If you have the ability to do your own work, mount the plow frame, do some rehab on vehicle, etc, you can save a ton of startup costs, and have a better rig in the end. I would stay away from the $2500 plow rigs. You'll be looking for a new one every year.

I think JAA is right on, 35% for first year recovery towards decent equipment. 

Hope this helps

John


----------



## MLB (Nov 3, 2002)

*lots of good advice*

I started this year. Found a really clean 90 GMC 3500 dually with 8' dump. 454 TH400 with 84,000 miles on it. Western frame/light wiring/controller. Paid $8800 (US) for it. Paid another $800 for an older Western Pro 8' and $360 to have it mounted and serviced. (frames didn't matchup, some cutting and welding needed). So I was ready for less than 10k for truck. Insurance, about what's been said.
I'll second going the sub route. I bought the truck to do landscaping work and only bought the plow after a fellow landscaper told me he'd sub me if I got set up. Really nice to observe someone else that knows what they're doing vs my stomach churning as I wing it. I've no doubt I'll make MORE money subbing for him than I would have making 100% cash on my own. The different conditions and factors that affect how long it's going to take to do a particular property don't sink in till you've done a few. I would have seriously underbid most propertys (we do comm only), not to mention I'm still uncomfortable charging people what I really need to survive! I'd rather show up and do the work for 8 hours than spend 10 minutes convincing someone why I need to charge them $150 for their lot.


----------



## NoStockBikes!! (Oct 29, 2002)

*Re: lots of good advice*



> _Originally posted by MLB _
> *I'd rather show up and do the work for 8 hours than spend 10 minutes convincing someone why I need to charge them $150 for their lot. *


Amen, brother. Here's to subbing!  Let somebody else deal with the customer.

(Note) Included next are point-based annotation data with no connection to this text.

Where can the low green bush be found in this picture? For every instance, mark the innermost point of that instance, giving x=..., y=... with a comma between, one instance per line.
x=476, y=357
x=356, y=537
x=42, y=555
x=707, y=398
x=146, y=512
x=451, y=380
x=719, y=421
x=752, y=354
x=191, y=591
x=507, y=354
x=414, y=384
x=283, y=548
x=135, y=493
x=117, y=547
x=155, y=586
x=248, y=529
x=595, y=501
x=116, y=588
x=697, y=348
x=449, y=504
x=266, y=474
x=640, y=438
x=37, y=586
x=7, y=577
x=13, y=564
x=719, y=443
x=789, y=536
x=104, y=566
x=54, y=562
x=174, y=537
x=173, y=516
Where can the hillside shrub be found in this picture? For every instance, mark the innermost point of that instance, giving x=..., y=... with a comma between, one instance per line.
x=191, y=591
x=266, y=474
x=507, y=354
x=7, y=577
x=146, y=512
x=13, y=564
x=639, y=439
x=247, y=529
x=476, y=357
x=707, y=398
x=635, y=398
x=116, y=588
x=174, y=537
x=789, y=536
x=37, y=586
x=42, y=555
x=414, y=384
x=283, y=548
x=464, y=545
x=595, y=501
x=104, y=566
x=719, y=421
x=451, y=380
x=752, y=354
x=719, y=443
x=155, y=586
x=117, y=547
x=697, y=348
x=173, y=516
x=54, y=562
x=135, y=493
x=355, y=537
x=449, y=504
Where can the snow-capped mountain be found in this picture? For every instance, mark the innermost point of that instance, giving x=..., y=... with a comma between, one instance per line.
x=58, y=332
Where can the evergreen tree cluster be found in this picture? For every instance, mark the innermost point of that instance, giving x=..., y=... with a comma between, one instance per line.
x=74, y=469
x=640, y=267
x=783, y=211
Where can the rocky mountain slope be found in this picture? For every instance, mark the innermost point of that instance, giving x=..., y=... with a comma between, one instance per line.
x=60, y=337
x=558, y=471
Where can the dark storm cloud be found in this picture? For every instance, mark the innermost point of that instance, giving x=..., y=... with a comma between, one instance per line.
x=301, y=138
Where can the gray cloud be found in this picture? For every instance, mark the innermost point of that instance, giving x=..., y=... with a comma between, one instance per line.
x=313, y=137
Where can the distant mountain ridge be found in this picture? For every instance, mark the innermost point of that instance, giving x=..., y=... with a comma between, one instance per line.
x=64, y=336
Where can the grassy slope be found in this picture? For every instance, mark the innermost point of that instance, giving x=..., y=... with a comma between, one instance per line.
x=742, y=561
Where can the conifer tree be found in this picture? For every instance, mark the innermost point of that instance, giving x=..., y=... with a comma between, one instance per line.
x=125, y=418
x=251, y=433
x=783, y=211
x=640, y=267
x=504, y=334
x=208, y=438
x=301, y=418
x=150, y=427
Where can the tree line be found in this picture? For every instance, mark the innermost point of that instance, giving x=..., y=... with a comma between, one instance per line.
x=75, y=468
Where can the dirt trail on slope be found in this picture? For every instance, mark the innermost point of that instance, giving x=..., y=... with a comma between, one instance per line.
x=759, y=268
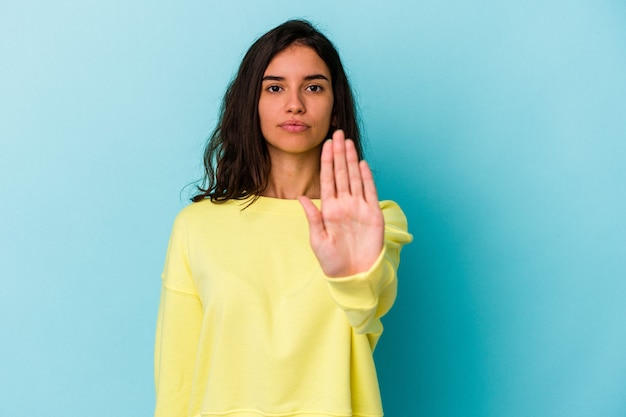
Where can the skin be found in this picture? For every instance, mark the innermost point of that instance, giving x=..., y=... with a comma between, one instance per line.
x=295, y=109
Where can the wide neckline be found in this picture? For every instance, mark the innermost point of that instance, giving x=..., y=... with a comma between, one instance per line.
x=274, y=205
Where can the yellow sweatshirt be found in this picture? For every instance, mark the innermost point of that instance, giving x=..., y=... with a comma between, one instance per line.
x=249, y=326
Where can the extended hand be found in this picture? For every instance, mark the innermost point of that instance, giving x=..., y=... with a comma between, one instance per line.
x=347, y=234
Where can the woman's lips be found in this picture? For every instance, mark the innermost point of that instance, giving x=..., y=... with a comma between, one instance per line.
x=294, y=126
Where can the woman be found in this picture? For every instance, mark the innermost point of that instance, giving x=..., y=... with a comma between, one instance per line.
x=277, y=275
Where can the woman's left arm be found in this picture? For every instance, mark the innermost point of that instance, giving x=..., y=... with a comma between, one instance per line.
x=356, y=239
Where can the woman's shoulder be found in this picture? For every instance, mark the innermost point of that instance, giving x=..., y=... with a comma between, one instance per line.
x=206, y=209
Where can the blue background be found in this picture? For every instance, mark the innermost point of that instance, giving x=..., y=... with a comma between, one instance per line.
x=499, y=127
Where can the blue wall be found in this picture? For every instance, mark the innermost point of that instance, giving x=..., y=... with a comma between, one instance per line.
x=500, y=127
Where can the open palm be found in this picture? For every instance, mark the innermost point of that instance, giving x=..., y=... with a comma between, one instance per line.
x=347, y=233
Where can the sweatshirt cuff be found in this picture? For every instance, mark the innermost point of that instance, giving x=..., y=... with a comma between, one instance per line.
x=361, y=291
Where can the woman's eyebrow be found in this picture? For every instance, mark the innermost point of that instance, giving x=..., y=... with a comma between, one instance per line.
x=307, y=78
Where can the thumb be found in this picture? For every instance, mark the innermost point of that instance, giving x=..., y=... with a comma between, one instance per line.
x=316, y=222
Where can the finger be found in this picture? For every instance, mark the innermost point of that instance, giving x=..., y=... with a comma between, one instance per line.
x=354, y=172
x=342, y=183
x=327, y=177
x=371, y=196
x=316, y=222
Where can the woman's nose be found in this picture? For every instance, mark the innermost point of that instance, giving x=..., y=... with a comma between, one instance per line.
x=295, y=104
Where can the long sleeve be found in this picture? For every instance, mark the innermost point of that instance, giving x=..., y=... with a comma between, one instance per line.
x=367, y=296
x=178, y=331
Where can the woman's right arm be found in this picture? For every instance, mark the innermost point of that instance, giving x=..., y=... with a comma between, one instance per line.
x=178, y=330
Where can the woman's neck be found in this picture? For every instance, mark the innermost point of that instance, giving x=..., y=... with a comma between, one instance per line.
x=292, y=177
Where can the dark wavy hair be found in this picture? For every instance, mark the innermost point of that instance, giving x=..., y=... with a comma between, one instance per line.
x=236, y=160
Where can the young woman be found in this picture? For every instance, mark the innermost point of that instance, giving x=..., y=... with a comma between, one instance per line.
x=277, y=275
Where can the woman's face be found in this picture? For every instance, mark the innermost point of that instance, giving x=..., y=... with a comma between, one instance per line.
x=296, y=102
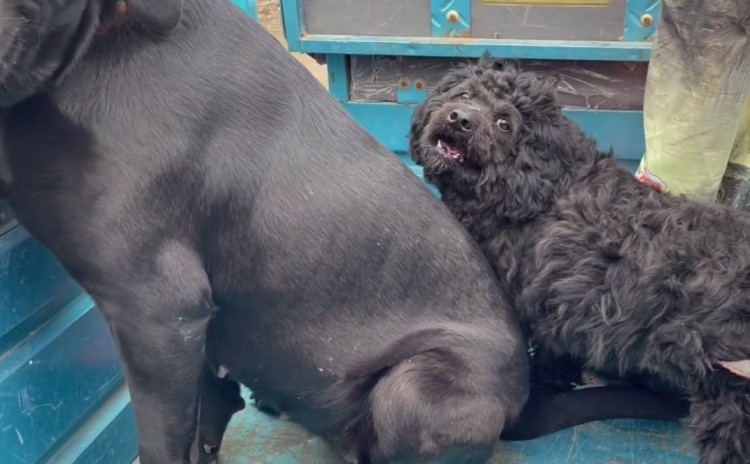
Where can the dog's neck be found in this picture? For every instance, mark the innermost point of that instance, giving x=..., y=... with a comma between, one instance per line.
x=113, y=19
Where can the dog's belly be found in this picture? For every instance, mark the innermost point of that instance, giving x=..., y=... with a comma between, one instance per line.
x=660, y=298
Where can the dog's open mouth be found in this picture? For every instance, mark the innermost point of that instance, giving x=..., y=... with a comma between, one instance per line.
x=450, y=150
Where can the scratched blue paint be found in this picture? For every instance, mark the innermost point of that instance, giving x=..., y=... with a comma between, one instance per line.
x=250, y=7
x=439, y=18
x=468, y=48
x=338, y=77
x=53, y=381
x=108, y=436
x=636, y=9
x=33, y=286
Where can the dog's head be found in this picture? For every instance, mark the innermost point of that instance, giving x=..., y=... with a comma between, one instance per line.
x=495, y=133
x=41, y=39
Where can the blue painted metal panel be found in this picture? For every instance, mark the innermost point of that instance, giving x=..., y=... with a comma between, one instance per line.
x=472, y=48
x=451, y=39
x=641, y=19
x=109, y=436
x=291, y=18
x=53, y=381
x=32, y=286
x=450, y=18
x=248, y=6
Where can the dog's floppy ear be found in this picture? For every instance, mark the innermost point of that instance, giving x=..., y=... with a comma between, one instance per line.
x=157, y=16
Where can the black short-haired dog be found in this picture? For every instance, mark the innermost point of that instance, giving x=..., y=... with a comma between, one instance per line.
x=625, y=280
x=234, y=224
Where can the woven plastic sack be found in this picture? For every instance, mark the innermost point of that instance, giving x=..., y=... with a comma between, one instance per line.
x=697, y=84
x=735, y=187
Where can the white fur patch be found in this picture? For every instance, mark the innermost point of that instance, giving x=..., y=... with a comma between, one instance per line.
x=740, y=368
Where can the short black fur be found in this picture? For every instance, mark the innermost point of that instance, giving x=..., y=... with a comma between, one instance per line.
x=626, y=281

Sound clip: I deal with the *&%$##@$ customer!


----------



## Arc Burn (Oct 21, 2002)

My question is if you could make 75% back your first year,can you afford to put that money right back into the biz.?I make decent money snowplowing but realisticly it just gets me through the winter,i'm comfortable mind you but not rich,with all my obligations outside the biz,i could never put that kind of money back.(ex. rent,utilities,snowmobile,4-wheeler etc.)not raggin on ya,just wondering if your asking the right question is all,all the numbers from the post's look about right,so good luck!


----------



## toolin (Nov 21, 2002)

Hey Pete,

Think i could give you some updated info as we just got into the business 2 yrs ago.

To get started small, truck, (preferably older, as they do take quite a bit of abuse) plow and small salter. Could easily get all this going for around 12,000 - 15,000 CND easy.

As far as getting accounts, weve had great luck dealing with different tiers of govt. (ie. municipal, provincial, federal) Most of these deals got out in the form of tender (contracts), so they are likely to be advertised in the paper. You might also wanna try merx.com, the CND govt tendering website. Do a search for your town there, see if anything comes up. 

We got our first contract with the local housing authority, doing full service snow removal work (sidewalks, all lots, salting, snow removal, etc.) Started out with about $55,000 of equipment (3 trucks, trailer, bed salter, 2 atvs for sidewalks, other odds and ends) and had all the equipment paid off in 3 snowfalls.  
So, if ya get lucky, things can be quite good. Not sure if its a strickly local thing, but ppl around here pay a premium for quality snow removal service.

Any other questions, just let me know here.

Btw, where ya from?


----------